The Booming Memory Industry
Neuroscience

The Booming Memory Industry


My brain needs Viagra
Are memory lapses the result of stressful family lives or multi-tasking? Or maybe the simple aging process?
By JAN WONG
The Globe and Mail
Saturday, March 12, 2005 Updated at 9:26 AM EST

[snip]

Senior moments are becoming boomer moments. So what? Well, this generation is the first in history to try to beat back the mental ravages of aging. (And if we aren't the first, we think we are.)

Boomers, after all, never resigned themselves to grey hair, wrinkles and bifocals. Instead, we embrace Botox, hair dye and laser-eye surgery, even if we have to get one eye done for reading, the other for distance.

Now, we want to fight the invisible. We want to stave off the inevitable winter of the mind. We want Viagra for the brain.

"Perhaps boomers are more self-conscious, literally. They don't like to reveal imperfection," says Fergus Craik, 69, a research psychologist at the Rotman Research Institute in Toronto.

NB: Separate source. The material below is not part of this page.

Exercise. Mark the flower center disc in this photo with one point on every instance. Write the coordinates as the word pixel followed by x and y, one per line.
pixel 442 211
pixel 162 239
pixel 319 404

His colleague, Morris Moscovitch, says that in the 1990s, reporters would interview him for memory stories once every three years. Now, he gets a call every three months. "I was thinking it was because I was becoming more prominent, but it may be because more editors are boomers," jokes Dr. Moscovitch, 59, a professor of psychology at the University of Toronto and a Rotman senior scientist.

Indeed, the memory industry is booming. There are workshops, self-help books, flash cards, board games, video games and dietary supplements. On-line sites vie to remind forgetful customers of important dates. The hottest trend is mental-gymnastics software, even though it hasn't been shown conclusively to limber up the brain.